We asked Paolo Bottazzini, professor of Social network analysis at the philosophy department of the State University of Milan and founder of VentunoLab. “There is a precise reason why the current American administration is worrying about the ethical problems related to the use of AI: the upcoming presidential elections.
But apart from the contingent problem, in the United States the emergency is also linked to the more widespread use of AI by the administrative and judicial system .
Artificial intelligence is used in courts to speed up the analysis of past cases, which constantly informs the legal system.
Furthermore, the police use AI to carry out preventive analyzes and racial and gender biases are very likely because in fact machine learning is stimulated by human prompts."
But returning to creative products, is it possible to recognize an image or text generated by a machine?
Bottazzini continues: “Obviously it is possible, but it can take time, more than that used by a fake image to go around the world. The truth is that there is no system, practice or mechanism that can truly prevent the spread of fakes.
Generative technology is extremely open, accessible to virtually anyone, and simple to use.

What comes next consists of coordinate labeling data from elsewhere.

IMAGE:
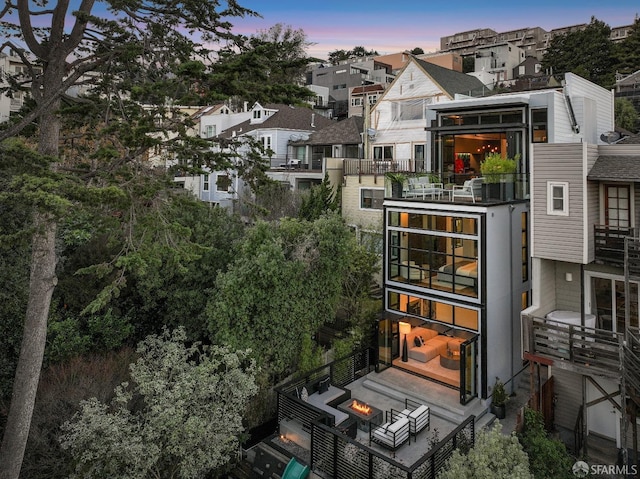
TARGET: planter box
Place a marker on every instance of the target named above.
(503, 191)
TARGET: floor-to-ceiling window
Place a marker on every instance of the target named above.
(462, 139)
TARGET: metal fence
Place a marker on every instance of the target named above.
(338, 456)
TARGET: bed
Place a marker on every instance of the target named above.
(465, 272)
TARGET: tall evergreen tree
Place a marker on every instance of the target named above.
(136, 52)
(629, 51)
(588, 52)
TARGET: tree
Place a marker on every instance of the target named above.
(494, 456)
(319, 200)
(133, 54)
(628, 51)
(285, 281)
(588, 53)
(626, 115)
(181, 416)
(268, 67)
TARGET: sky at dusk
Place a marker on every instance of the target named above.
(390, 27)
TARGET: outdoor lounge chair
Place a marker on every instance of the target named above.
(393, 433)
(419, 416)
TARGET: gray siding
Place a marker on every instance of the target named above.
(592, 203)
(558, 237)
(568, 390)
(568, 292)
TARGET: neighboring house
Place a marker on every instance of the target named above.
(362, 98)
(340, 78)
(533, 40)
(11, 65)
(397, 61)
(459, 267)
(398, 118)
(277, 127)
(591, 194)
(499, 60)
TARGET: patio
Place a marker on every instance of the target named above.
(308, 432)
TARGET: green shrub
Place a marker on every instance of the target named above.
(547, 457)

Laws, from this point of view, serve to prosecute those who make unethical use of AI. Not only in the case of news or images, but also in much more serious cases for people's safety."
What does the text of the Hiroshima Process say
Recently the most important players in the AI sector, Amazon, Open Ai, Microsoft, Google, Meta, have agreed on a voluntary code of conduct which establishes shared ethical directives on AI projects.
“It should be underlined that many tech companies have long integrated codes of ethics into their founding documents. So the topic is not new.
At present, the measures taken, for example, to make an AI image distinguishable from an analogue one are often naive. Putting a watercolor mark on a digital image or integrating meta-information within the pixels is absolutely not enough to have certainty. They are all systems that can be easily overcome by practically any programmer or digital imaging expert."
For now, common sense and ethics are the most useful weapon against fakes
So what is left to make us autonomous in analyzing news? “Common sense,” says Bottazzini. “The radical parts of society, such as those represented for example by Trump, have shown great capacity for organization and a good measure of audacity.
But the fact remains that they do not shine for refinement: let's say that if tomorrow morning a photo of Biden committing a crime, or even better a video, begins to circulate online, we have the good sense to ask ourselves serious questions about its authenticity. However, obviously, the urgency of a shared ethics remains, which is the first real piece of the correct use of AI".
Because everything, as usual, depends on the intentions of those who program the machine, those who build the software and hardware and design the machine learning process.
In this sense, the Hiroshima Process guarantees the willingness of big tech to act in a transparent manner towards the institutions. A big step forward, because on that shared basis individual governments will be able to begin to think and build a legal infrastructure.
European brands are proceeding with caution
As regards the use of AI within companies, the discussion in Europe is still beyond being urgent. “Brands are reluctant to integrate AI into their processes, they currently do it at a micro procedural level.
It is a question of mistrust but also of identity: AI is destined to become a commodity similar to wi-fi: something we take for granted both as a service and as a use.
We already deal with AI on a daily basis, often unconsciously, and we are not bothered by it in the slightest, because in fact it is something that enormously improves and speeds up companies' services."
But from here to letting AI become pervasive in design or strategic processes is a really big step, concludes Paolo Bottazzini.